Il faut toutefois faire preuve de vigilance quant aux risques de ce type de mesures dites de “fiscalité comportementale”, bourrées d’injonctions et qui risquent de pénaliser les consommatrices et consommateurs les plus précaires, en augmentant le prix de produits qui sont des produits de grande consommation, sans pour autant rendre plus accessibles les produits considérés comme plus sains.
On pourrait aussi imaginer faire peser la contrainte directement sur les industriels, par des accords collectifs appliqués au secteur, qui leur imposeraient de réduire les quantités de sucre, mais aussi de gras et de sel dans les produits, sous peine d’être taxés. L’objectif reste le même : leur mettre des contraintes pour améliorer l’offre alimentaire.
C'est quoi le problème avec le sucre dans notre alimentation ?

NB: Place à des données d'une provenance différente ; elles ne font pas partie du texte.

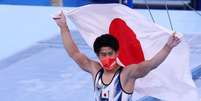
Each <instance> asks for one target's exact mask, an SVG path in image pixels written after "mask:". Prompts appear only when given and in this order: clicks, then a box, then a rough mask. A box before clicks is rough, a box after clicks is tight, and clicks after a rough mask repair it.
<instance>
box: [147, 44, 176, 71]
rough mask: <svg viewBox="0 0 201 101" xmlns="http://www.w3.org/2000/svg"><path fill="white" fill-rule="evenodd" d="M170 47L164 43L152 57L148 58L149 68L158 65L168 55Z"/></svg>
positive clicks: (150, 67)
mask: <svg viewBox="0 0 201 101" xmlns="http://www.w3.org/2000/svg"><path fill="white" fill-rule="evenodd" d="M171 50H172V48H171V47H169V46H168V45H165V46H164V47H163V48H162V49H161V50H160V51H159V52H158V53H157V54H156V55H155V56H154V57H153V58H152V59H150V60H148V65H149V67H148V68H150V69H151V70H152V69H154V68H156V67H158V66H159V65H160V64H161V63H162V62H163V61H164V60H165V59H166V58H167V56H168V55H169V53H170V52H171Z"/></svg>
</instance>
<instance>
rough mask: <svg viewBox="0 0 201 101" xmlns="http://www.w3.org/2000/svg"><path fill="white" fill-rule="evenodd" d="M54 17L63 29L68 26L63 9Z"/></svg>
mask: <svg viewBox="0 0 201 101" xmlns="http://www.w3.org/2000/svg"><path fill="white" fill-rule="evenodd" d="M53 19H54V20H55V21H56V23H57V25H58V26H59V27H60V28H61V29H63V28H67V24H66V17H65V15H64V13H63V11H61V13H60V14H58V15H56V16H54V17H53Z"/></svg>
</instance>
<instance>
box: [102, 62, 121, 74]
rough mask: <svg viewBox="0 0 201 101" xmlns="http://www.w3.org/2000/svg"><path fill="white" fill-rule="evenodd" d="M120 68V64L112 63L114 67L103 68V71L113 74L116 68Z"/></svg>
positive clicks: (116, 69) (105, 72) (108, 73)
mask: <svg viewBox="0 0 201 101" xmlns="http://www.w3.org/2000/svg"><path fill="white" fill-rule="evenodd" d="M119 68H120V65H118V64H117V63H116V64H115V65H114V68H113V69H112V70H105V69H104V72H105V73H106V74H114V73H115V72H116V71H117V70H118V69H119Z"/></svg>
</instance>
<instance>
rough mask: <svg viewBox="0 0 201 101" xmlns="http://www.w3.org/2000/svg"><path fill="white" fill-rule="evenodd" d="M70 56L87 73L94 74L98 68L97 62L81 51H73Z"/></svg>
mask: <svg viewBox="0 0 201 101" xmlns="http://www.w3.org/2000/svg"><path fill="white" fill-rule="evenodd" d="M72 58H73V60H74V61H75V62H76V63H77V64H78V65H79V66H80V68H81V69H83V70H84V71H86V72H88V73H91V74H94V73H95V72H96V70H97V68H98V63H97V62H96V61H94V60H91V59H89V58H88V57H87V56H86V55H84V54H83V53H75V54H74V55H73V56H72Z"/></svg>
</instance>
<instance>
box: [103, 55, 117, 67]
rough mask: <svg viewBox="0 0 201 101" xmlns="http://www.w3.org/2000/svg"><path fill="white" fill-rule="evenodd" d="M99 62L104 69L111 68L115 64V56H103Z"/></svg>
mask: <svg viewBox="0 0 201 101" xmlns="http://www.w3.org/2000/svg"><path fill="white" fill-rule="evenodd" d="M100 61H101V63H102V65H103V68H104V69H106V70H112V69H113V68H114V65H115V64H116V58H115V57H108V56H107V57H104V58H102V59H101V60H100Z"/></svg>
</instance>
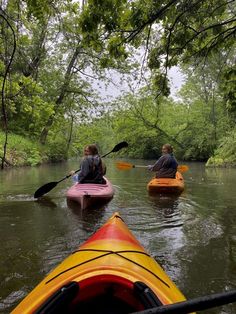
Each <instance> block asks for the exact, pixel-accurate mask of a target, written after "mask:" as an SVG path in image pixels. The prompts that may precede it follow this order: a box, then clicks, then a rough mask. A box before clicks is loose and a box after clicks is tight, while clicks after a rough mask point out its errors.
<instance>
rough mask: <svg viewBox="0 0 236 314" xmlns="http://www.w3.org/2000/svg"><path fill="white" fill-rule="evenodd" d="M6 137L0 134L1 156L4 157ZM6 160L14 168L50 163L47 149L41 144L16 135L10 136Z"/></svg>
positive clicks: (8, 136) (9, 134)
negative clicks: (21, 166)
mask: <svg viewBox="0 0 236 314" xmlns="http://www.w3.org/2000/svg"><path fill="white" fill-rule="evenodd" d="M4 141H5V135H4V133H3V132H0V144H1V146H0V156H3V143H4ZM6 159H7V160H8V161H9V163H10V164H11V165H13V166H36V165H38V164H40V163H42V162H45V161H48V158H47V155H46V152H45V149H44V148H43V147H42V146H40V145H39V144H37V143H35V142H34V141H31V140H30V139H27V138H25V137H23V136H20V135H16V134H11V133H10V134H9V135H8V150H7V155H6Z"/></svg>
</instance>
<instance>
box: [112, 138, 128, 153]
mask: <svg viewBox="0 0 236 314" xmlns="http://www.w3.org/2000/svg"><path fill="white" fill-rule="evenodd" d="M128 145H129V144H128V143H127V142H125V141H124V142H120V143H119V144H117V145H116V146H115V147H114V148H113V150H112V151H111V152H112V153H115V152H118V151H119V150H121V149H122V148H125V147H128Z"/></svg>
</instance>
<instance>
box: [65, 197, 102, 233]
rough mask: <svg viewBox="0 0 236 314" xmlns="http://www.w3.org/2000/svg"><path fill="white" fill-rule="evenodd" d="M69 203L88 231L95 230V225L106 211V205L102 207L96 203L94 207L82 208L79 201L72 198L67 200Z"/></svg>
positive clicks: (79, 221) (80, 221)
mask: <svg viewBox="0 0 236 314" xmlns="http://www.w3.org/2000/svg"><path fill="white" fill-rule="evenodd" d="M67 205H68V208H70V209H71V211H72V213H73V214H74V215H75V217H76V218H77V219H78V222H79V223H80V226H81V228H83V229H84V230H85V231H87V232H88V233H91V232H93V231H94V226H96V225H97V224H98V223H99V221H100V220H101V219H102V217H103V215H104V213H105V206H104V205H103V206H102V207H98V206H95V205H94V206H93V207H90V208H86V209H85V210H83V209H81V208H80V206H79V204H78V203H76V202H73V201H71V200H67Z"/></svg>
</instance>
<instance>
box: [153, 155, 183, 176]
mask: <svg viewBox="0 0 236 314" xmlns="http://www.w3.org/2000/svg"><path fill="white" fill-rule="evenodd" d="M177 167H178V163H177V161H176V159H175V157H174V156H173V154H164V155H162V156H161V157H160V158H159V159H158V160H157V161H156V162H155V164H154V165H153V166H151V167H150V168H149V169H150V170H151V171H156V177H157V178H175V174H176V171H177Z"/></svg>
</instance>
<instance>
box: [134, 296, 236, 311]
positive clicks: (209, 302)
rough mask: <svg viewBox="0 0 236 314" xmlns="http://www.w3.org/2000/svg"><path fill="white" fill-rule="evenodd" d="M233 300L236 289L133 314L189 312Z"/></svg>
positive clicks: (171, 304) (155, 308)
mask: <svg viewBox="0 0 236 314" xmlns="http://www.w3.org/2000/svg"><path fill="white" fill-rule="evenodd" d="M232 302H236V290H232V291H227V292H223V293H215V294H211V295H207V296H204V297H199V298H195V299H192V300H187V301H183V302H178V303H173V304H168V305H163V306H159V307H154V308H150V309H148V310H144V311H139V312H132V314H158V313H165V314H176V313H178V314H187V313H192V312H196V311H204V310H207V309H211V308H214V307H217V306H221V305H225V304H228V303H232Z"/></svg>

L’offre alimentaire en supermarché regorge de sucres ajoutés, présents même dans des produits salés où on ne les attend pas. Une étude de l’ANSES menée en 2023, portant sur 54 000 produits alimentaires transformés, révèle que 77 % d’entre eux – soit trois sur quatre – contiennent du sucre ajouté, c’est-à-dire au moins un ingrédient sucrant ou un vecteur de goût sucré. En utilisant largement le sucre, une matière première peu coûteuse, l’industrie agroalimentaire incite à la consommation car elle habitue les consommatrices et consommateurs à ce goût sucré.